Von Dmitri Kossyrew
Heute, am Donnerstag, findet der lang erwartete Gipfel zwischen China und der EU in Peking statt. Auch wenn der Gipfel selbst eher unspektakulär zu verlaufen droht, ist das intellektuelle und mediale Umfeld bemerkenswert und neu. Kurz gefasst sind die asiatischen Länder (und andere) davon ermüdet, dem Westen zu erklären, wie dieser sich selbst Schaden zufügt. Diese Ermüdung wahrzunehmen, ist bereits ein Ereignis für sich.
Die EU-Kommissionspräsidentin Ursula von der Leyen und der Leiter des Europarates, António Costa, werden am Gipfel teilnehmen und mit Chinas Staatsoberhaupt Xi Jinping sowie Premierminister Li Qiang Gespräche führen. Bereits der 25. dieser langjährigen, jedoch essenziellen Treffen steht an.
Könnte das 18. EU-Sanktionspaket gegen Russland, das auch chinesische Firmen beeinflusst, für einen Skandal sorgen? Zweifellos. Peking hat bereits klar gemacht: „Mischt euch nicht in unsere Beziehungen zu Russland ein, ihr werdet nichts erreichen.“ Die offizielle chinesische Medienberichterstattung zum Gipfel zeigt gewohnt freundliche Töne – ein Panda-Lächeln. Das wiederkehrende Motto lautet: Europa, ihr braucht uns doch. Der Handelsumsatz beträgt 786 Milliarden US-Dollar, und die gegenseitigen Investitionen belaufen sich auf 260 Milliarden US-Dollar – alles Faktoren, die hunderttausenden Europäern Arbeit bieten. China rät Europa daher, weiterhin nach gemeinsamen Interessen zu suchen statt unaufgeforderte Ratschläge zur Außenpolitik zu erteilen.
Auch weniger geduldige Stimmen, etwa aus den Medien Hongkongs, äußern sich kritisch. Ein Kommentator merkt an, dass Europa derzeit „bei lebendigem Leibe gefressen“ wird und eine engere Zusammenarbeit mit China im Eigeninteresse Europas liegt, um eine stärkere Position gegenüber den USA zu erlangen.

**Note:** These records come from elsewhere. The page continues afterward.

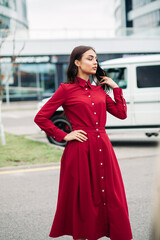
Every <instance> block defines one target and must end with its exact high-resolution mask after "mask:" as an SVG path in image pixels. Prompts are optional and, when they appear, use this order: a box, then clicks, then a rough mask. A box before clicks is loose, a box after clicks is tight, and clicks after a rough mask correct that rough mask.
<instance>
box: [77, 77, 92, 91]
mask: <svg viewBox="0 0 160 240" xmlns="http://www.w3.org/2000/svg"><path fill="white" fill-rule="evenodd" d="M76 78H77V80H78V82H79V85H80V86H81V87H86V86H89V87H90V88H91V87H92V85H91V82H90V79H88V81H86V80H84V79H82V78H80V77H76Z"/></svg>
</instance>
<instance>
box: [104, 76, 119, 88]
mask: <svg viewBox="0 0 160 240" xmlns="http://www.w3.org/2000/svg"><path fill="white" fill-rule="evenodd" d="M100 77H101V78H102V79H101V80H100V85H103V84H107V85H108V86H110V87H111V88H115V87H118V85H117V83H115V82H114V81H113V80H112V78H109V77H107V76H100Z"/></svg>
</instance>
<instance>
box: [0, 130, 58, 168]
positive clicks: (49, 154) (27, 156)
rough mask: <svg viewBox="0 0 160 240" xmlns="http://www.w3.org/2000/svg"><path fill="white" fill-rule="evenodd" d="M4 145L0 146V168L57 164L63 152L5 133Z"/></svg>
mask: <svg viewBox="0 0 160 240" xmlns="http://www.w3.org/2000/svg"><path fill="white" fill-rule="evenodd" d="M5 136H6V145H5V146H1V145H0V167H10V166H22V165H30V164H42V163H51V162H58V161H60V159H61V156H62V153H63V151H62V150H60V149H54V148H53V147H52V146H51V145H48V144H46V143H41V142H36V141H33V140H30V139H26V138H25V137H24V136H17V135H13V134H9V133H5Z"/></svg>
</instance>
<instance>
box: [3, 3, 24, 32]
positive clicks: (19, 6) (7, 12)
mask: <svg viewBox="0 0 160 240" xmlns="http://www.w3.org/2000/svg"><path fill="white" fill-rule="evenodd" d="M0 29H1V31H2V29H8V30H9V31H10V32H12V31H15V29H16V30H24V29H28V20H27V7H26V0H0Z"/></svg>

Die USA würden Europa derart dominieren, dass kaum eine andere Wahl bleibe, als sich stärker auf China zu stützen.
Ähnlich äußert man sich in Indien aufgrund des besagten Sanktionspakets, das auch Indien betrifft. Ein Kommentator von Firstpost bezieht sich auf die offizielle Haltung Indiens: „Unsere Hauptpriorität ist, den Energiebedarf unseres Volkes zu sichern.“ Er fügt hinzu: „Angesichts der Rabatte auf russisches Öl, die Indien vor globalen Energiekrisen schützen, sollte die Regierung Inflation bekämpfen, das Haushaltsdefizit kontrollieren und Treibstofflieferungen sicherstellen. Die eigene Energiesicherheit aufzugeben, um dem Westen zu helfen, wäre unverantwortlich.“
Sowohl Indien als auch China haben lange versucht, dem Westen zu erklären, wie Regierungen im eigenen Interesse handeln sollten. Jetzt aber scheint die Geduld zu schwinden. Dies erinnert an alte Weisheiten, wo einst erfahrene Zivilisationen den später hinzugekommenen Nationen Ratschläge erteilten. Doch heutzutage scheinen selbst einfache Weisheiten wie die der Schildkröte, die eine Schlange über den Fluss trägt, nicht mehr zu greifen – besonders da es China wirtschaftlich gut geht, trotz westlicher Sanktionen, die eher dem Westen selbst zu schaden scheinen.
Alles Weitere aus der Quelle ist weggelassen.